Siem Reap is a classic tourist town, in the centre at least. We took a tuk tuk into town from our hotel, which is out in the countryside, and were immediately assailed by people trying to sell us things. And, really, buying things is about all there is there is to do in the town: The entire economy seems to revolve around persuading tourists to buy stuff. There are markets and tourist shops and tourist shops in markets. It’s hard to understand how there can be the level of demand for wooden elephants and t-shirts that the number of vendors would seem to indicate. Especially since a little research reveals that virtually none of the stuff in the tourist shops is made locally.
We didn’t hang about too long; after achieving our main mission which was to get some cash we retreated via the more believable Artisan d’Angkor compound, where you could not only buy wooden elephants but see them being carved, to the hotel pool. The boys and I had a swim while Jennifer had a massage – and much to the boys’ delight we had milkshakes at the swim-up bar.
This evening we saw both more of the same and a different side to the town. We had a picnic on the parapet beside the moat surrounding Angkor Wat. I just want to say that again: We had a picnic on the parapet beside the moat surrounding Angkor Wat. For me, Angkor Wat is right up there with Petra, the Pyramids and Machu Pichu – it’s the stuff of myths and story books and movies.
We first had to buy tickets in a process which was a perturbing combination of high-tech and over-staffing. With rather cool-looking three-day ticket in hand, we headed out to the Angkor Wat complex as the Sun began to set. Our first view of Angkor Wat was stunning – the place is immense and, bathed in orange sunset, absolutely glorious.

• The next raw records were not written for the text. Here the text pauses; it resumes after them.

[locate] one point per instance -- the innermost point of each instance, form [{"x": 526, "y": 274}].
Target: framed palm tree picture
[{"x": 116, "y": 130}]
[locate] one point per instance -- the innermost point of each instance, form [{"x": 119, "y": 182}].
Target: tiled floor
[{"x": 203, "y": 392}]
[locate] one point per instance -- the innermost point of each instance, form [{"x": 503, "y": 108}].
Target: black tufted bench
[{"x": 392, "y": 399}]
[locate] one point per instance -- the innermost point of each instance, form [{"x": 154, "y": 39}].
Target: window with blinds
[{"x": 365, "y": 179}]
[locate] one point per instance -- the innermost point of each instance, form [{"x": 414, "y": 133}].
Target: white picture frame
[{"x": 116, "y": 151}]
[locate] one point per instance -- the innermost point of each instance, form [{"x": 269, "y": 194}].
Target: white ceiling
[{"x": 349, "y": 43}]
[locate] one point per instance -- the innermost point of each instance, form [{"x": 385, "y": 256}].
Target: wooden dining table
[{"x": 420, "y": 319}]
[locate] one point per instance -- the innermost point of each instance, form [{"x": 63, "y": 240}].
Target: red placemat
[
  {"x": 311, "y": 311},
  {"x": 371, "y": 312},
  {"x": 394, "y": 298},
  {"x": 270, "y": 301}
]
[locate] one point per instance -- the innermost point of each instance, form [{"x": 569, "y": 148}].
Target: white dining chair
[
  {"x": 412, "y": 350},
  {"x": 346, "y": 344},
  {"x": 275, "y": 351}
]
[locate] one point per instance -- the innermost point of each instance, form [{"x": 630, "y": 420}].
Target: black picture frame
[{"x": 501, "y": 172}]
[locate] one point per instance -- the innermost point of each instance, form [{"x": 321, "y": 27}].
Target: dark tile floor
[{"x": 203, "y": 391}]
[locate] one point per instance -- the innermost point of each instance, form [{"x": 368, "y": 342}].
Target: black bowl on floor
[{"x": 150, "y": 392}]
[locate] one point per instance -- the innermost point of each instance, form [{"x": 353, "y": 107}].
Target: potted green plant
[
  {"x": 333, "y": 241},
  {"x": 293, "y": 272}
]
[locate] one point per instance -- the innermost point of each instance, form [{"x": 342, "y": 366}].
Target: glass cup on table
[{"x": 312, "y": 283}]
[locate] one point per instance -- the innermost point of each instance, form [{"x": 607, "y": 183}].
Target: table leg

It has to be said, though, that beyond the physical wonder of the place there were disturbing elements. There were people trying to sell tat all over the place. There was the woman begging while holding the terribly deformed child. There was the western man sitting in a chair and having a coke and smiling when he was approached and hugged by two very cute local children.
But beyond all that was the beautiful buildings reflected in the calm waters of the moat as the Sun set. The stuff of myths made real.